MCP servers, OpenAPI specs, and GraphQL endpoints all share the same problem when wired into agentic workflows: every session loads full schemas upfront, and those schemas can consume thousands of tokens before any real work begins. In long Claude Code, Cursor, or Codex sessions with multiple servers configured, that overhead compounds across every turn — even when the agent only ever calls one or two tools. mcp2cli turns any of these surfaces into a standard command-line interface at runtime, with no code generation and no persistent server. Tools and arguments load on demand through `--list` and `--help` flags, so the agent fetches only the schema fragments it actually uses, only when it needs them.
The savings claim is concrete: 96 to 99 percent fewer tokens compared to native MCP tool calls in typical workloads. mcp2cli supports MCP over HTTP, SSE, and stdio transports, OpenAPI specs as local files or remote URLs, and GraphQL endpoints with introspection-driven query generation. OAuth is built in across all three modes — authorization code with PKCE for browser logins, client credentials for machine-to-machine flows, and automatic token refresh persisted under `~/.cache/mcp2cli/oauth/`. A `bake` subcommand lets developers freeze a configured connection into a named alias (`mcp2cli @petstore list-pets`), and `bake install` writes a standalone wrapper into `~/.local/bin` so an agent can call the baked tool as if it were a native binary.

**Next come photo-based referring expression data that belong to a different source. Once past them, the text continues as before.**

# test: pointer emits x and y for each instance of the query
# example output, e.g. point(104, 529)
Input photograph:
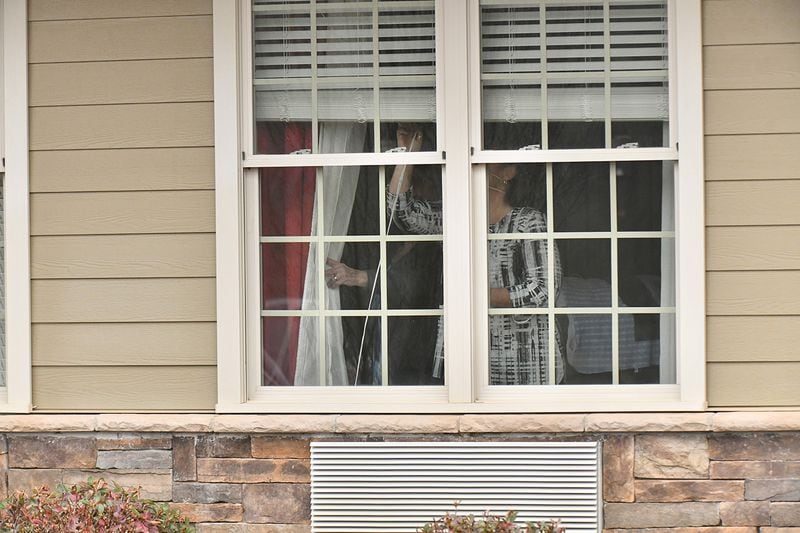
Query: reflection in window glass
point(352, 273)
point(346, 65)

mcp2cli surfaced on Hacker News in May 2026 with 144 points and over a hundred comments, driven largely by the "MCP tax" framing that landed with teams already tracking per-session token costs. The project is MIT licensed, written in Python, distributed via PyPI (`uvx mcp2cli` or `uv tool install mcp2cli`), and ships an installable AI agent skill that teaches Claude Code, Cursor, and Codex how to invoke it. With more than 2,100 GitHub stars and active commits in the past week, it represents one of the first production-ready answers to a problem that grows worse as MCP adoption deepens — and as agent sessions get longer, token-efficient tool invocation is likely to become a default expectation rather than an optimization.